An Oppressive Silence: The Evolution of the Raped Woman in Medieval France and England
By Zoë Eckman
Published on Medievalists.net (2011)
Introduction: Rape was a very prominent issue in several areas of medieval society – especially in the law, the church, literature and everyday life – and the actions of men to define and regulate rape impacted both the way women perceived themselves and the way the feminine was viewed by society. The purpose of this paper is to give an overview of how concepts of rape and sexual violence evolved, placing special emphasis on the twelfth to fourteenth centuries and primarily within the traditions France and England. It will explore the concept of “rape” as it relates to the relationship between men and women in several contexts.
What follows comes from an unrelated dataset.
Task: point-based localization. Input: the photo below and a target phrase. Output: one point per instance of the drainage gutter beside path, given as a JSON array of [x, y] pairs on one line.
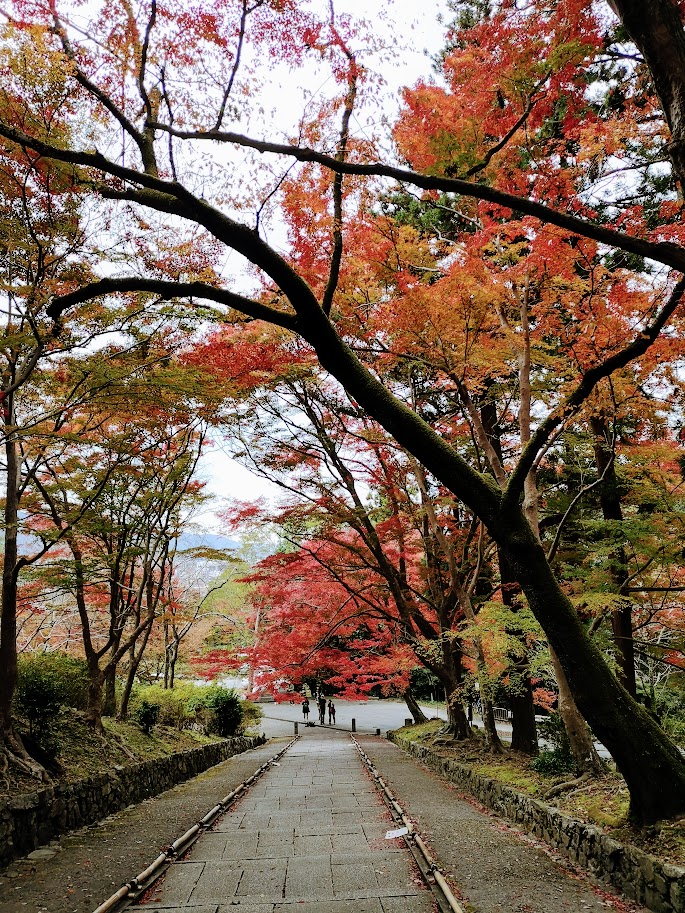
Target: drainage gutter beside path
[[75, 873]]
The particular contexts examined will be those from which we have the greatest number of sources: religion, literature, law, and society.
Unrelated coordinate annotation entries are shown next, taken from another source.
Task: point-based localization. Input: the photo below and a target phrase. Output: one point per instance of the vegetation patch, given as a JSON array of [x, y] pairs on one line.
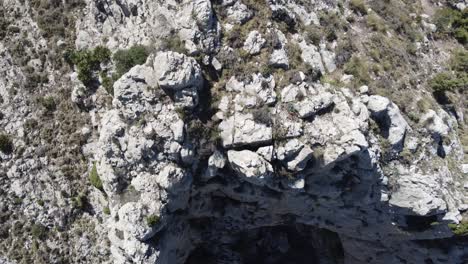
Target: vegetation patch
[[125, 59], [88, 62], [358, 6], [452, 22], [454, 80], [95, 179], [152, 220], [460, 229], [6, 144]]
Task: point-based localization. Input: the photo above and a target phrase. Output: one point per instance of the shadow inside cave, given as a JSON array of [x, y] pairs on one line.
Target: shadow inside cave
[[293, 244]]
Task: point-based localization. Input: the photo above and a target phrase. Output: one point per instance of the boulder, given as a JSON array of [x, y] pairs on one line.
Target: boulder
[[250, 166], [215, 163], [390, 120], [312, 106], [241, 130], [175, 71], [238, 13], [435, 124], [418, 194], [294, 155]]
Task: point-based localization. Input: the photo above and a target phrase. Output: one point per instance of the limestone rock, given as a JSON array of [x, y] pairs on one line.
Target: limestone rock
[[250, 166], [215, 163], [309, 107], [241, 129], [388, 115], [176, 71], [294, 154]]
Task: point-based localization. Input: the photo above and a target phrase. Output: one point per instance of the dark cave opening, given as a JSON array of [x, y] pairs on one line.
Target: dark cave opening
[[292, 244]]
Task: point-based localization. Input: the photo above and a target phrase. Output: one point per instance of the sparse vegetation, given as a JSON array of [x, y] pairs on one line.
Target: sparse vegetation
[[6, 144], [152, 220], [125, 59], [358, 6], [262, 115], [38, 231], [460, 229], [452, 22], [88, 62], [456, 79], [359, 69], [48, 103], [94, 178]]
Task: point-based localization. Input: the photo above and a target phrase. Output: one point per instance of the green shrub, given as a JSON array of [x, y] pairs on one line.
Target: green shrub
[[173, 43], [358, 6], [375, 23], [459, 61], [314, 34], [445, 81], [332, 23], [125, 59], [38, 231], [359, 69], [452, 22], [460, 229], [152, 220], [87, 62], [262, 115], [48, 103], [6, 144], [79, 201], [94, 178]]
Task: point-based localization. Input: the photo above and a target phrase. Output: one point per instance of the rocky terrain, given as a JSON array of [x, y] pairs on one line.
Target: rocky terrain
[[233, 131]]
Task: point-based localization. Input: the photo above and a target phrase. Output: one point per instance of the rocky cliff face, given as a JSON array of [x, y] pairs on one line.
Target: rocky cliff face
[[233, 131]]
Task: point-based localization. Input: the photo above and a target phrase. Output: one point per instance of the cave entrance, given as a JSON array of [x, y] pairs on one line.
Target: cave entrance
[[284, 244]]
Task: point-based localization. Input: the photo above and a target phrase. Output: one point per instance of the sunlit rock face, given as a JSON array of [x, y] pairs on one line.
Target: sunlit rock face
[[232, 131]]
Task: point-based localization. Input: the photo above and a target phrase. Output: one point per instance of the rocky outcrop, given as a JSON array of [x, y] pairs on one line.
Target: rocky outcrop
[[253, 132], [391, 122]]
The lack of any real substantial work on perceptions of rape in the Middle Ages makes it very difficult to construct a single framework or evolution for the raped woman. The conception of “rape” varied among the members of the Church, lawmakers, poets, kings, peasants, other women and even the raped victims themselves. While we can discern the opinions of the men involved in the process, the most elusive and crucial part of the dialogue is left out: the voice of the woman. Even if we go only by the sources we have, the facts are still terribly misrepresentative of the actual frequency of rape due to the low figures caused by the majority of rape cases going unreported. This paper will argue that the definitions of rape created and enforced by men gave rise to a masculine concept of rape that silenced the voice of the raped woman.